Content Marketing & Media
I’ll admit it. The first time I heard about the idea of people renting rooms in a stranger’s house over the internet with little more than an email exchange, I thought it was a little creepy. However, with a unique idea and some incredibly persuasive marketing, Airbnb’s CMO, Jonathan Mildenhall, morphed a stubborn stigma into a key selling point for the accommodation juggernaut. Mildenhall speaks to Adweek about the need for brands to operate fearlessly and create a unique vision.
Authentic and independent user reviews help build consumer trust on e-commerce sites. A spate of fake reviews, however, is threatening to undermine several online marketplaces, including Amazon. To protect the online trust of its platform, Amazon has filed a lawsuit – the second this year – targeting users posting fake reviews for money. The online giant is suing over 1100 members of the freelance marketplace Fiverr for posting fake reviews.
If there’s one book that every media professional out there should be reading right now, it’s this one. In Television Is the New Television, author Michael Wolff argues that the inability to scale digital media will enable traditional marketing to steal back the dollars from ad targeting and digital placement. Tim Burrowes, content director at Mumbrella, explains the effect the book has had on his vision for the media and marketing future, and why all marketers must develop an opinion on the questions Wolff raises.
Social & Tech
Facebook is unstoppable. In a bid to move closer to its “open and connected” mission, the social networking giant has become a digital black hole, sucking everything from news, shopping, video and live streaming into its app so you never have to leave. TechCrunch has compiled 20 of Facebook’s functions that deliver everything you’ll ever need online.

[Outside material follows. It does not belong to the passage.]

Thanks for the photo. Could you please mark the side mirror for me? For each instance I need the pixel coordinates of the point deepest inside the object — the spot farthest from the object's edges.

Pinterest is making it even easier for users to plan trips and dinner dates, thanks to the latest features added to its ‘place pins’ function. The location information, including an address, phone number, operating hours and map preview, will automatically be attached to every location image on the visual inspiration platform. Pinners can now contact a venue or source directions directly from Pinterest in an attempt to steer users away from switching to platforms like Google Maps.

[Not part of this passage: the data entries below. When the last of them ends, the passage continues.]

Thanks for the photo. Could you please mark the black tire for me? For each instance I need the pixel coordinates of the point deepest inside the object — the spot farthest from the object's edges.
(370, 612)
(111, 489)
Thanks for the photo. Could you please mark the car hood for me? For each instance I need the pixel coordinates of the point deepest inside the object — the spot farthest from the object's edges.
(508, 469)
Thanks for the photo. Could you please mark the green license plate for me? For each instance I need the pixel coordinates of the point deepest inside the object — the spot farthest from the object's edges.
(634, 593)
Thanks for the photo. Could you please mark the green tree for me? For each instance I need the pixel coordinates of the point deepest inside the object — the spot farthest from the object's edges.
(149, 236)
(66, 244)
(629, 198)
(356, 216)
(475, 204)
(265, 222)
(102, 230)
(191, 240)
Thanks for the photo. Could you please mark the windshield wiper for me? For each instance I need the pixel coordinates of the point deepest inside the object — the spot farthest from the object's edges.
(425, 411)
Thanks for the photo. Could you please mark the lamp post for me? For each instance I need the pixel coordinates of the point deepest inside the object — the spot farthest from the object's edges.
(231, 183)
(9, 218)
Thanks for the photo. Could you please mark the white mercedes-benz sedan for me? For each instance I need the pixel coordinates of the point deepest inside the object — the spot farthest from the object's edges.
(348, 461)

Nestlé and Woolworths have acquired groundbreaking information into buyer behaviour as a result of their partnership with Gateway – a research technology firm. In Gateway’s latest research report, the eye movements of 300 Australian shoppers were tracked and recorded using high-tech glasses, identifying positive and negative components of the consumer experience, shopper movements, and hot and cold spots within a supermarket. CMO looks at the improved results from this technology compared to the outcomes of traditional research groups.
Shawn Carter, otherwise known as Jay Z, is not only one of the most powerful rappers in the world, but also an international business kingpin. According to the music star, it’s not enough to produce art – you are expected to become it, promote others to grow it and build an army of media-attracting advocates. With a net worth of over $560 million, Jay Z’s branding lessons should be pure gold for marketers.
Writing endless to-do lists and piling hundreds of tasks on your plate can leave you feeling overwhelmed and just plain stuck. According to Fast Company, research shows that being productive all day is completely unreasonable, and it’s not something we should actually be trying to achieve. These four strategies will see you creating two really productive hours every day.
John Lincoln from Marketingland shares the most efficient tools to monitor, check, communicate and record what consumers are saying about your brand. Lincoln also reveals some great tips on the best ways to respond to comments that could potentially help or hinder your company’s reputation.